Nursing advocacy becomes even more important when a patient is of old age and faces the prospect of death. In this case, the nurse has to inform the patient in the best possible way of his imminent death. Additionally, the patient may have his/her personal wishes to make. The presiding nurse should thus provide all the necessary information so that the patient makes informed decisions. At this time, the nurse should ensure that the patient’s wishes are granted. Many old people are now going to home care centers and the nurses working in these establishments are now educated to deal with such situations in a proper manner. The nurses who have successfully dealt with this issue take part in training the upcoming generation of nurses sharing their professional and personal experience (Hanks, 2010).

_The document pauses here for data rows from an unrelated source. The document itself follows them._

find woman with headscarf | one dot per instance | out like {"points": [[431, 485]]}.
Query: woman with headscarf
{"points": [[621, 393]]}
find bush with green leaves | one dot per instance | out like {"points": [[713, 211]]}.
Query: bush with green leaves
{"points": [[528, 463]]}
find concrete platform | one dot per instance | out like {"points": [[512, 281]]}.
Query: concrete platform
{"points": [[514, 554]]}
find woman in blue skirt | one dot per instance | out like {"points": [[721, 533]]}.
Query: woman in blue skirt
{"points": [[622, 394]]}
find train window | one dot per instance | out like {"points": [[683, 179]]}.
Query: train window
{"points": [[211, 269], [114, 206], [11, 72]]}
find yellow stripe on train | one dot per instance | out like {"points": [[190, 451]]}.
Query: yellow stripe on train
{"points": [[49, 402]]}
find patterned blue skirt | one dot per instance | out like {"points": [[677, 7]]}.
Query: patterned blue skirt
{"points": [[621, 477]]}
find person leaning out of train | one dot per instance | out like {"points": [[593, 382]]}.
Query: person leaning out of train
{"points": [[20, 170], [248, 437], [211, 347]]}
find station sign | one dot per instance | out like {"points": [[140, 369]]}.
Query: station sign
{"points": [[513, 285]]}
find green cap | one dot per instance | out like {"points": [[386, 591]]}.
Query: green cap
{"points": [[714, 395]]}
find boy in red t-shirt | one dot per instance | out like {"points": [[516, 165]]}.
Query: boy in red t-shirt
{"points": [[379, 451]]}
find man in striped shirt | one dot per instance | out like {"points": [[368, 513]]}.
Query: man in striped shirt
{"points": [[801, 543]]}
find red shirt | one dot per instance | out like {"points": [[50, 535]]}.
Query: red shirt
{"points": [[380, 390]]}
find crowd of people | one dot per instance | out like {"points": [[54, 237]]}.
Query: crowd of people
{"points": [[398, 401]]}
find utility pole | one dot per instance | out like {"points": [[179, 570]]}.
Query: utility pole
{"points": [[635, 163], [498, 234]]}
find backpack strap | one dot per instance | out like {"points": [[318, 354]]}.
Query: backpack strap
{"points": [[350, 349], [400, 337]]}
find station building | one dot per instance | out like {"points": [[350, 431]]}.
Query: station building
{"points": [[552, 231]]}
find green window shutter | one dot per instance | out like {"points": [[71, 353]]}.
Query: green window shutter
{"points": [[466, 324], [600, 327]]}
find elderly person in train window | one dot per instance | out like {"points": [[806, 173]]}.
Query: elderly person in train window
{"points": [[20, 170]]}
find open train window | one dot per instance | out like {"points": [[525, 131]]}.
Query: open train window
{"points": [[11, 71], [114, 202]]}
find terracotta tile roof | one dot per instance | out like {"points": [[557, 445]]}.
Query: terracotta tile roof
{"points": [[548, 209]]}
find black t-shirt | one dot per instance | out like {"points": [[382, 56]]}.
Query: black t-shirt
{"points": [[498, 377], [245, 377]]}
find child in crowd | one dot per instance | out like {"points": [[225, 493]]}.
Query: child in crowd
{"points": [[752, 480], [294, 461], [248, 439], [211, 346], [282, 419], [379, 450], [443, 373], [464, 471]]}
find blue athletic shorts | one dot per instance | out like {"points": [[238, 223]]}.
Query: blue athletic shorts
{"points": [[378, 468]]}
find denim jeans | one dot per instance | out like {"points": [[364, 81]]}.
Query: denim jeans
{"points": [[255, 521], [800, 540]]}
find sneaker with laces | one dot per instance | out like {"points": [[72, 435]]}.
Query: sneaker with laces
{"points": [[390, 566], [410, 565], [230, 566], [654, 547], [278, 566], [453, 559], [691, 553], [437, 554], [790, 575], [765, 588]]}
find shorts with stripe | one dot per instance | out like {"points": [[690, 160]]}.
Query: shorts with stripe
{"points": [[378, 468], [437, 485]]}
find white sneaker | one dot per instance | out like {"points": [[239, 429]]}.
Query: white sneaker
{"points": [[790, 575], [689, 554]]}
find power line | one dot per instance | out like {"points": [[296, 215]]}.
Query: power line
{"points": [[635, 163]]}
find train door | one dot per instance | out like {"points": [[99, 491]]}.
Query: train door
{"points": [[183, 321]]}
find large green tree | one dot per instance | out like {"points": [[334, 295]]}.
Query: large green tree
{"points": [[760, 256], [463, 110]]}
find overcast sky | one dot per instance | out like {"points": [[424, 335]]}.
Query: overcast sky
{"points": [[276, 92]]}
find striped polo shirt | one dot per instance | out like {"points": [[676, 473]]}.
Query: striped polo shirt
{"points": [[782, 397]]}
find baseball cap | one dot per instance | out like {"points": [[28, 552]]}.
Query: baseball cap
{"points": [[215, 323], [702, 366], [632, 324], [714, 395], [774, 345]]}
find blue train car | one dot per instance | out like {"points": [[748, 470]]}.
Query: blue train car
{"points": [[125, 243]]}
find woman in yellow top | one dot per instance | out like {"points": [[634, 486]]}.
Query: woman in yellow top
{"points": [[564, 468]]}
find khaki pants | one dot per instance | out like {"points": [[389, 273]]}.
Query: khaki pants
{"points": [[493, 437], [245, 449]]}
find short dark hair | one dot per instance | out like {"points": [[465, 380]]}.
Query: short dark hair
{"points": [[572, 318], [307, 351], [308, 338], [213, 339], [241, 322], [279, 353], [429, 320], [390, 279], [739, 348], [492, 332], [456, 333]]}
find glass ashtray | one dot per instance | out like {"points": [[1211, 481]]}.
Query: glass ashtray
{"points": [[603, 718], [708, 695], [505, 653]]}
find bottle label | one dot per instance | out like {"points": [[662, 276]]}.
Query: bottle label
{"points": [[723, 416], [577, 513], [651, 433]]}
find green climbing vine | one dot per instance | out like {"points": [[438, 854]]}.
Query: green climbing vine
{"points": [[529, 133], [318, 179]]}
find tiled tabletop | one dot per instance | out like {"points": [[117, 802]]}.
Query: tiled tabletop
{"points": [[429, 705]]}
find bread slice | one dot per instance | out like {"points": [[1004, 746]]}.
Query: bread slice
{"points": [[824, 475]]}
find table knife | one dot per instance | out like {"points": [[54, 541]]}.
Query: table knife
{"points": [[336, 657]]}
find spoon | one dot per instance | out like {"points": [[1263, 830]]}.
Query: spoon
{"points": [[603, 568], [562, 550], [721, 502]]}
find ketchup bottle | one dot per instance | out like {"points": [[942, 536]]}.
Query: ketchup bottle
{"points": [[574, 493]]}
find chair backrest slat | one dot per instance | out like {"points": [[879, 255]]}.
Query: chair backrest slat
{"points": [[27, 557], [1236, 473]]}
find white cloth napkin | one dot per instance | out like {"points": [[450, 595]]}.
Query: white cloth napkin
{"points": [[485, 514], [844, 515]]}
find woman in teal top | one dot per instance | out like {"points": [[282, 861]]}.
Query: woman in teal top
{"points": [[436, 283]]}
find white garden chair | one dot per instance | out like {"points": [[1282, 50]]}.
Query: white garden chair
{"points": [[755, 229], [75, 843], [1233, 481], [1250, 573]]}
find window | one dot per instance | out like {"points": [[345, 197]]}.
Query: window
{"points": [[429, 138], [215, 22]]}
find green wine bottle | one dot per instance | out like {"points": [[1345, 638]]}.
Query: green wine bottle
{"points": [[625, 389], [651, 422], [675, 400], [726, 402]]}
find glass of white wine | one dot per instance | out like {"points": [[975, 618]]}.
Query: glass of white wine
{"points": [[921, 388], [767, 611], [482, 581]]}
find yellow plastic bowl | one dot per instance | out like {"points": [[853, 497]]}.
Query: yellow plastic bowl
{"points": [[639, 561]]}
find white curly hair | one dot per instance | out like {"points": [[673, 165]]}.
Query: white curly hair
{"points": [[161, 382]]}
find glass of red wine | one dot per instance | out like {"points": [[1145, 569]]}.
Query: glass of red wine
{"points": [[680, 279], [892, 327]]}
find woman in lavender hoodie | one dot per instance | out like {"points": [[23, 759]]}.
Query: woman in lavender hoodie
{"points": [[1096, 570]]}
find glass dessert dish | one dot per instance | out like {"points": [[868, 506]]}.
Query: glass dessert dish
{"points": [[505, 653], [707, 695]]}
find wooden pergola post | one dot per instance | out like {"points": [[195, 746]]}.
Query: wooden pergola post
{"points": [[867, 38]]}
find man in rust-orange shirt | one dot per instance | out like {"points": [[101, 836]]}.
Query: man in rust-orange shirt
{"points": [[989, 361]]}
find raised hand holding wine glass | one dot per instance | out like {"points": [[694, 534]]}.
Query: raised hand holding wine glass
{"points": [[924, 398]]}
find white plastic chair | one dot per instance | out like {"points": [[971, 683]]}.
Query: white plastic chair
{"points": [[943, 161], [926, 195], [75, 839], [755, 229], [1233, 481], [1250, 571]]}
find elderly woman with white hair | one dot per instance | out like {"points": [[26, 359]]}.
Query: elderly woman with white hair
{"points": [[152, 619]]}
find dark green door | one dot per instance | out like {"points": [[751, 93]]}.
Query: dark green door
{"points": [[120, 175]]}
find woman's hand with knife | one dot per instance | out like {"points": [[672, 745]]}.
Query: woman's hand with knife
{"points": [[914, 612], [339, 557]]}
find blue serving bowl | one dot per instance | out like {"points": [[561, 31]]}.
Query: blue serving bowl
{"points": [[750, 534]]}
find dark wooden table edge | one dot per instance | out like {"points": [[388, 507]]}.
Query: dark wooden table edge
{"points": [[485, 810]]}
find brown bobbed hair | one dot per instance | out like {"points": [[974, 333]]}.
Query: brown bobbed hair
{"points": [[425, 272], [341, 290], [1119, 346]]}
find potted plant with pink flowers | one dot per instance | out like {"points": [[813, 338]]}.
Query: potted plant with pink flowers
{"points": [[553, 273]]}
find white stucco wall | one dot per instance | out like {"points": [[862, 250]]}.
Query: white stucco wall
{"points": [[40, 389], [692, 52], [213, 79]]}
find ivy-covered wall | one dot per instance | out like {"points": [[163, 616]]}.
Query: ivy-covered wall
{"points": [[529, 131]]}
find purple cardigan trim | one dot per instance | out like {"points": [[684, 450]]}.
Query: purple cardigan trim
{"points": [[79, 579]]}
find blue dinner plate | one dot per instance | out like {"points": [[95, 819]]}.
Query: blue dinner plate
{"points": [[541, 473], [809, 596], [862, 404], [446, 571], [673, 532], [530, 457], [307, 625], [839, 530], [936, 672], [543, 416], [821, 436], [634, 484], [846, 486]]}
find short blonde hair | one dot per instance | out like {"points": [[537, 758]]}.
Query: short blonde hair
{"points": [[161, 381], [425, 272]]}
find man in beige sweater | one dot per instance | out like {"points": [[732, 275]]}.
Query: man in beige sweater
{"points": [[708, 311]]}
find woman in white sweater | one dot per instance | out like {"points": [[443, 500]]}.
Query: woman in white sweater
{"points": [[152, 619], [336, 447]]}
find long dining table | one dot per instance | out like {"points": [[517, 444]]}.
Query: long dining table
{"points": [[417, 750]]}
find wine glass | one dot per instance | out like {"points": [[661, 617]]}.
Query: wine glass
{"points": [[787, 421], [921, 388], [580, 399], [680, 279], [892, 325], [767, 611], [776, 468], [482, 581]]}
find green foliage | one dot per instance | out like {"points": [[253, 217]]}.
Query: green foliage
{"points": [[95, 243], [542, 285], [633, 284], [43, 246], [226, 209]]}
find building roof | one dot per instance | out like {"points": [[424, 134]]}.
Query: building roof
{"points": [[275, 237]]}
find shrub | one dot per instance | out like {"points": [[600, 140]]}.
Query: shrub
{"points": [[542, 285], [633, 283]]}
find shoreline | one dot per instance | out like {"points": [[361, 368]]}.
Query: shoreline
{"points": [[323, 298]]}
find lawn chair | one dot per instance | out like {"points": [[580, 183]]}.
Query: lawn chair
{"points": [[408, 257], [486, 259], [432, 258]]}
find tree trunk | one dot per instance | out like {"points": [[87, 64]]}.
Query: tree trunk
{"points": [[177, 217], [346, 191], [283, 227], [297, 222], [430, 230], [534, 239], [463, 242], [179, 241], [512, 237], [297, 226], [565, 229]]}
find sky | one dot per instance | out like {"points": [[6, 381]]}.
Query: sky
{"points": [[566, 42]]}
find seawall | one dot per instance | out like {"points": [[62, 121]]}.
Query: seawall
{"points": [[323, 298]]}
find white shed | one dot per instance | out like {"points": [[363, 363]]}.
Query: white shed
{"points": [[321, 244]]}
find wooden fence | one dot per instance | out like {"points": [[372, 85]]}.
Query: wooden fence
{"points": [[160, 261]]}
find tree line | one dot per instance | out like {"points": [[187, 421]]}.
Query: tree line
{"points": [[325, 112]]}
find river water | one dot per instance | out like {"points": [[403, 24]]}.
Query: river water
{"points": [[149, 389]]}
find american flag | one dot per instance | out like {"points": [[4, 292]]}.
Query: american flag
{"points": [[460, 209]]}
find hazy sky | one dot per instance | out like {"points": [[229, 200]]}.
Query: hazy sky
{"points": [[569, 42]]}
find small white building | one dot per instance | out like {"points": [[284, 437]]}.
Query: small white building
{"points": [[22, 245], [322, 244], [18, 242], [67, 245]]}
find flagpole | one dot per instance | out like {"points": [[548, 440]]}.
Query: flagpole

Nurses always have to obey the physician’s orders. However, some nurses may question these orders as they may seem inappropriate to them. Sometimes a physician can be offering a patient medically futile treatment (Zomorodi & Foley, 2009). Therefore, it is upon the nurse to stand up for the patient in such cases so that the proper medication is given. Such actions of nurses have always made them very trusted health practitioners. Nurses have been empowered to be able to make ethical decisions alongside with the physicians’. This has been done through the education schemes so that the nurses do not just take a back seat in the actual treatment of a patient. This has made the nurses contribute sufficiently in making decisions regarding the patients.
Palliative care and nursing advocacy are becoming increasingly crucial in the healthcare sector. This was necessitated by the fact that nowadays patients do not just need to be treated for their diseases. Most of them, while their treatment is still of primary concern, need to be shown love and care in the process of treatment. In the case of terminally ill patients, palliative care and nursing advocacy become even more important. Taking good care of them will make them feel loved and, hence, give them hope and positive feelings in their lives. It may, in some instances, prolong their life. Nursing, as the predominant healthcare giving profession, comes in handy when a patient needs special care and some advocacy. This is because nurses are the ones to spend the biggest amount of time with the patients. Finally, some patients may be too weak or too ignorant to speak for themselves. Therefore, it becomes the responsibility of their nurse to do so on their behalf.